Exhibit at VAV Gallery implores viewers to contemplate the sensory possibilities of the human body
Most of us go through life seeing, hearing, smelling, tasting and feeling the world around us. But how often do we get to step into a spacious white room where we are asked to experience these senses all at once? Right about now.
All at Once is the current exhibit on display at the VAV Gallery, located in Concordia’s Visual Arts Building on the corner of Crescent St. and René Lévesque Blvd. W. The exhibit features the works of artists Bianca Hlywa, Paul Lofeodo, Jade Seguela, Steven Smith Simard, Julie Tremblay and Jacynthe Cloutier.
The first thing you notice about the exhibit is the silence. Every step, every shift, every sway is echoed and amplified in the minimalist space. Viewers become hyper-aware of their own inhaling and exhaling, and time seems to slow down as a consequence. Footsteps sedate as visitors carefully make their way to the artworks that line the blank walls and those which hang from the bare ceiling. An artwork that captures sight and sound simultaneously is “L’autre” by Jacynthe Cloutier. Here, identical molds of faces and ears are suspended from the ceiling above and strung down on the walls in an imposing way.

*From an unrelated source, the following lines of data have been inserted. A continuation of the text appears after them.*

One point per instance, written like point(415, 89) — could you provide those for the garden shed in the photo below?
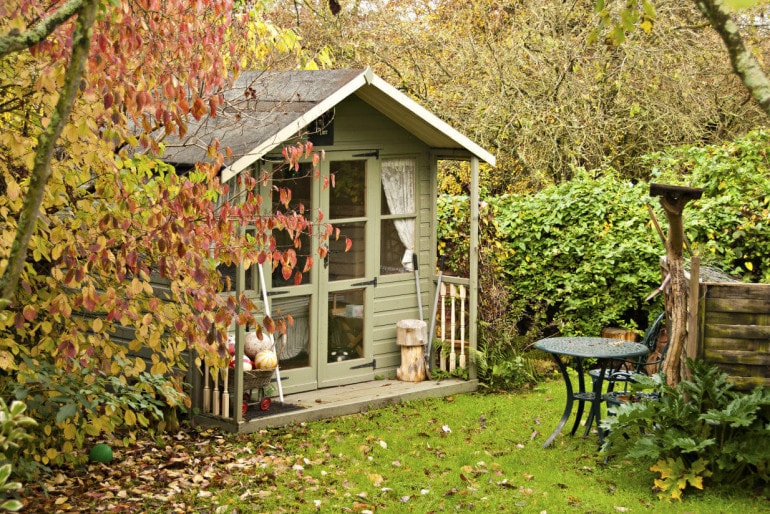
point(383, 150)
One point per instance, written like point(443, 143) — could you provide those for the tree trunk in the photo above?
point(673, 199)
point(46, 143)
point(744, 63)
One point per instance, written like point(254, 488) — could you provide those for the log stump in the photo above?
point(411, 336)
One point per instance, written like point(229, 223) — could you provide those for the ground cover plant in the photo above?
point(479, 452)
point(702, 431)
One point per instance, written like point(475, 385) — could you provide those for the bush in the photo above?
point(582, 255)
point(697, 432)
point(75, 402)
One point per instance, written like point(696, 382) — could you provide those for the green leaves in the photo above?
point(700, 430)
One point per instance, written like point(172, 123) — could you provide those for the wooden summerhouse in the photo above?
point(383, 150)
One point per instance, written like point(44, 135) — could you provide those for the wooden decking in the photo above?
point(339, 401)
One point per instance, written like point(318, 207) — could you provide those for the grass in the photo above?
point(478, 452)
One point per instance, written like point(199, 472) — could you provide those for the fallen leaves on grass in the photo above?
point(170, 473)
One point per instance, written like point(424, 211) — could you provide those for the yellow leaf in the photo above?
point(70, 432)
point(159, 368)
point(12, 189)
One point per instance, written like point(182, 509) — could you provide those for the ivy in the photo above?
point(699, 432)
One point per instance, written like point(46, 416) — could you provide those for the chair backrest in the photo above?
point(650, 340)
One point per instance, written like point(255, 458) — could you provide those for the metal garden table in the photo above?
point(600, 348)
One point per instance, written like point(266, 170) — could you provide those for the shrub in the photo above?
point(728, 225)
point(14, 438)
point(699, 431)
point(76, 402)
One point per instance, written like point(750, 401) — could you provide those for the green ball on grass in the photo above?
point(100, 453)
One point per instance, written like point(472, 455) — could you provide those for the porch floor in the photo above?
point(340, 401)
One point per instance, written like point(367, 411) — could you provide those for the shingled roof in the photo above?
point(265, 108)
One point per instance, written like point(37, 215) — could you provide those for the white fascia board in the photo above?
point(290, 130)
point(432, 120)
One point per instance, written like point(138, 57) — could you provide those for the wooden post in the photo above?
point(462, 327)
point(443, 352)
point(673, 200)
point(452, 354)
point(691, 348)
point(410, 336)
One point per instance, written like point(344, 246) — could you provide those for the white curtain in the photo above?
point(398, 184)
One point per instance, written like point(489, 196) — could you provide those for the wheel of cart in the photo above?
point(256, 379)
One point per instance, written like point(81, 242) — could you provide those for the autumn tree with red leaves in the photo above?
point(91, 219)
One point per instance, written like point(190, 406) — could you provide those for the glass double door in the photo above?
point(329, 294)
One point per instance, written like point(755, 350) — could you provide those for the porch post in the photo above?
point(473, 287)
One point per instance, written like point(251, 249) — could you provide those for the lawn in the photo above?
point(477, 452)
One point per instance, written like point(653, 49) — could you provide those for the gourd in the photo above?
point(266, 359)
point(252, 344)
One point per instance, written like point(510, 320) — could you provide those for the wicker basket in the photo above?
point(252, 379)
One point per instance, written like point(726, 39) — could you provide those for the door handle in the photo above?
point(372, 282)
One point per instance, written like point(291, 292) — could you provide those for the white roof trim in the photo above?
point(433, 120)
point(367, 77)
point(290, 130)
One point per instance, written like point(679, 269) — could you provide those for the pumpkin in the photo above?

The sense of touch manifests itself both physically and emotionally in the exhibit. Emotionally, there is “The Process of Talking to Yourself” by Jade Seguela, which conveys the internal struggle one faces when contemplating overdose; “112 jours/ 112 days” by Steven Smith Simard, which captures a sense of loss and loneliness over a significant amount of time; and “Will and Representation” by Paul Lofeodo, which questions the unrealistic physical expectations of the human body by combining man and mannequin. Physically, there is “Tribute to the Body” by Julie Tremblay. Here, viewers are encouraged to write down their favourite body part using the small sheets of paper and pencils provided and submit their selection into a ballot box.
Up to this point, viewers have experienced sight, sound and touch. However, there seem to be two senses missing, and weren’t you promised to experience them all at once? The final installation does not disappoint. “Plastic Bags from Jerusalem” by Bianca Hlywa is a fully interactive piece. Viewers are asked to remove their shoes prior to entering an intimidating structure made entirely of white painted cardboard. Sight. The bottoms of your feet tense as you walk over a prickly welcome mat. Touch. Once inside, a sign reads “knock for cake” and you do. Sound. A small hatch opens and upon completing a series of instructions, which include putting a plastic bag over your head, a slice of cake is handed to you. Smell. What follows is inevitable. Taste.